Now let’s demonstrate it with a program. Connect your EV3 brick and your computer via WiFi, replace the MAC-address by the one of your EV3 brick, connect the left wheel motor (medium or large) with PORT A and the right wheel motor with PORT D, replace the values of radius_wheel and tread with the values from your calibration, then start this program in a terminal (not in an interactive python shell):

import curses
import ev3_dc as ev3


def main(stdscr) -> None:
    '''
    controls terminal and keyboard events
    '''
    def react():
        '''
        reacts on keyboard arrow key events by modifying speed and turn
        '''
        nonlocal speed, turn
        if c == curses.KEY_LEFT:
            turn += 5
            turn = min(turn, 200)
        elif c == curses.KEY_RIGHT:
            turn -= 5
            turn = max(turn, -200)
        elif c == curses.KEY_UP:
            speed += 5
            speed = min(speed, 100)
        elif c == curses.KEY_DOWN:
            speed -= 5
            speed = max(speed, -100)

    # initialize terminal

    stdscr.clear()
    stdscr.refresh()
    stdscr.addstr(0, 0, 'use Arrows to navigate your vehicle')
    stdscr.addstr(1, 0, 'pause your vehicle with key <p>')
    stdscr.addstr(2, 0, 'terminate with key <q>')
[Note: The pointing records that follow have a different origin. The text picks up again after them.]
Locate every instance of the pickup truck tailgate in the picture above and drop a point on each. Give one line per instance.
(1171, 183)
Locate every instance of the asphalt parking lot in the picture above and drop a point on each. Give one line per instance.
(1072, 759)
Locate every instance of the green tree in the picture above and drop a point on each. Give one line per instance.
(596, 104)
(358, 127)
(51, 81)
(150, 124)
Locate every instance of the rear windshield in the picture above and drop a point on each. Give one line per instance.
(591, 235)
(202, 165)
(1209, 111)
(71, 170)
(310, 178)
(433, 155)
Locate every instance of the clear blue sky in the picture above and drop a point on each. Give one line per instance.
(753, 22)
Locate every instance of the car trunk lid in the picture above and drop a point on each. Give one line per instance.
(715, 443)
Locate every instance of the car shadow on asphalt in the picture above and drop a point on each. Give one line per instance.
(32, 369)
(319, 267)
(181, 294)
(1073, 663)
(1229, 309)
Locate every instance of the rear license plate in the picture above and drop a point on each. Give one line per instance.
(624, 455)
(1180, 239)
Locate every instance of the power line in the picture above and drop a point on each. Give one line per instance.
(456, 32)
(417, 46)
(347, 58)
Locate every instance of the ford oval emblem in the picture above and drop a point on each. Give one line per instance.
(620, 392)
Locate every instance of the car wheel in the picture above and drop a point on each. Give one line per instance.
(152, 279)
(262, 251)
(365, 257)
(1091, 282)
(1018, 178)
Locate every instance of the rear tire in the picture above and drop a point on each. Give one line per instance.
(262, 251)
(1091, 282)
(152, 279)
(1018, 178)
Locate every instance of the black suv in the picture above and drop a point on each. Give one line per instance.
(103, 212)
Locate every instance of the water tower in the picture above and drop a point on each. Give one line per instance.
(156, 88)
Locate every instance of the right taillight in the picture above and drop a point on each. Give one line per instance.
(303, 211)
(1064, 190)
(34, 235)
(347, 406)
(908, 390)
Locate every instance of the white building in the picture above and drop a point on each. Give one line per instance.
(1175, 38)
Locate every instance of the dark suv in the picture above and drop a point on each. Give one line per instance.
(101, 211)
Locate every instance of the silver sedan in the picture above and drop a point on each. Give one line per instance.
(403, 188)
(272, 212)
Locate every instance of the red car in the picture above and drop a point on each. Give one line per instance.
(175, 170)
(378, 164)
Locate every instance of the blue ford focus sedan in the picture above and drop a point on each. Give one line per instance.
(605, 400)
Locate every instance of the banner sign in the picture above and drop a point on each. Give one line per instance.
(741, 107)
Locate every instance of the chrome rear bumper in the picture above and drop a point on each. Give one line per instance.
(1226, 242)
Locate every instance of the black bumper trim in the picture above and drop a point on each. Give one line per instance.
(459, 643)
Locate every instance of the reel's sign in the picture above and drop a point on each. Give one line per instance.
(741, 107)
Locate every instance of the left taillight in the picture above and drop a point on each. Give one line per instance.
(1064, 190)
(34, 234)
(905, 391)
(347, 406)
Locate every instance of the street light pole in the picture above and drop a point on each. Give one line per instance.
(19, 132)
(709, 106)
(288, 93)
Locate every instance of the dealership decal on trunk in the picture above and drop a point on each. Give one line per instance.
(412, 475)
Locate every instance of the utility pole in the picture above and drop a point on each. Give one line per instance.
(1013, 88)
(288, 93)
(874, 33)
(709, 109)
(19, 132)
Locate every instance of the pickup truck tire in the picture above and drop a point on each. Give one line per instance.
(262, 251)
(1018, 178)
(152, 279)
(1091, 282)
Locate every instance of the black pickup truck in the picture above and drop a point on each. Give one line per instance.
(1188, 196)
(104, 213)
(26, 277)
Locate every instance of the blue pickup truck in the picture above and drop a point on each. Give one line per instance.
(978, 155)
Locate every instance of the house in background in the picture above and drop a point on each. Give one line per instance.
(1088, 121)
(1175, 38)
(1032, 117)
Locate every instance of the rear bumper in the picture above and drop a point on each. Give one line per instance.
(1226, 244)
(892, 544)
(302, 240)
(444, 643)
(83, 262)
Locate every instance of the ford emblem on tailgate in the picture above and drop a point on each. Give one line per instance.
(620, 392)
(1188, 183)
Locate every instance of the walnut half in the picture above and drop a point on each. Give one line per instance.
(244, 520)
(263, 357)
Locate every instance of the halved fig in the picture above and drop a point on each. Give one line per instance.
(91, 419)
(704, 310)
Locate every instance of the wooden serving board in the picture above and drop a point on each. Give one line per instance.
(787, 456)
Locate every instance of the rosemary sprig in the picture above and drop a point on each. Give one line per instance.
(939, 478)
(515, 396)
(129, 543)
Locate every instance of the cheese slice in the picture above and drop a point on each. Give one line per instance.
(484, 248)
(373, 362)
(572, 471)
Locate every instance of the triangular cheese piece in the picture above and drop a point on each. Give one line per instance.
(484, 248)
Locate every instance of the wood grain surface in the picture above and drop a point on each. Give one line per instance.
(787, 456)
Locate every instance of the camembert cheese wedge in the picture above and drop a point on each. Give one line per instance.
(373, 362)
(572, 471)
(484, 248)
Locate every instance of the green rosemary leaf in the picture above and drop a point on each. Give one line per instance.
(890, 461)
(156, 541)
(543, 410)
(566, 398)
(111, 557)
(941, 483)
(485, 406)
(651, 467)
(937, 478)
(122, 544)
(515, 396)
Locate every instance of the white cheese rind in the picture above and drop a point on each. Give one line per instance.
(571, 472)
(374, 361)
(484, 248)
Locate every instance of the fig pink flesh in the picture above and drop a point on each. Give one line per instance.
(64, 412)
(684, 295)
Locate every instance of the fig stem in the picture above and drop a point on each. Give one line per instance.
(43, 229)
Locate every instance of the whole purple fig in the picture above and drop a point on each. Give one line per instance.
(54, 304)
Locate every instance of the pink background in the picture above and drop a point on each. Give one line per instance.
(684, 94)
    # control vehicle movement and visualize it

    speed = 0
    turn = 0
    with ev3.TwoWheelVehicle(
        0.01518,  # radius_wheel
        0.11495,  # tread
        protocol=ev3.WIFI,
        host='00:16:53:42:2B:99'
    ) as my_vehicle:
        while True:
            c = stdscr.getch()  # catch keyboard event
            if c in (
                curses.KEY_RIGHT,
                curses.KEY_LEFT,
                curses.KEY_UP,
                curses.KEY_DOWN
            ):
                react()
                my_vehicle.move(speed, turn)  # modify movement
                stdscr.addstr(
                    4,
                    0,
                    f'speed: {speed:4d}, turn: {turn:4d}          '
                )
            elif c == ord('p'):
                speed = 0
                turn = 0
                my_vehicle.stop()  # stop movement
                pos = my_vehicle.position
                stdscr.addstr(
                    4,
                    0,
                    f'x: {pos.x:5.2f} m, y: {pos.y:5.2f} m, o: {pos.o:4.0f} °'
                )
            elif c in (ord('q'), 27):
                my_vehicle.stop()  # finally stop movement
                break

curses.wrapper(main)

Some remarks:

  • This program is a simple remote control, that uses the arrow keys of the terminal to modify the vehicle’s movement. Key <p> pauses the movement, key <q> quits it.
  • Python standard module curses is kind of old-fashioned because it uses a terminal instead of a graphical interface.
  • curses takes the control over the terminal and the keyboard. With stdscr.getch() it catches the keyboard events and reacts on the arrow keys.
  • Function react does the real stuff. It modifies either speed or turn.
  • This program uses two methods of class TwoWheelVehicle: move and stop.
  • Method move is called whenever an array key event occurs. The next movement replaces (or interrupts) the last one.
  • The movement seems to be smooth even when speed and turn change in steps of 5.
  • Whenever the movement pauses, the program shows the vehicle’s current position, which demonstrates, that the tracking works with regulated movements too.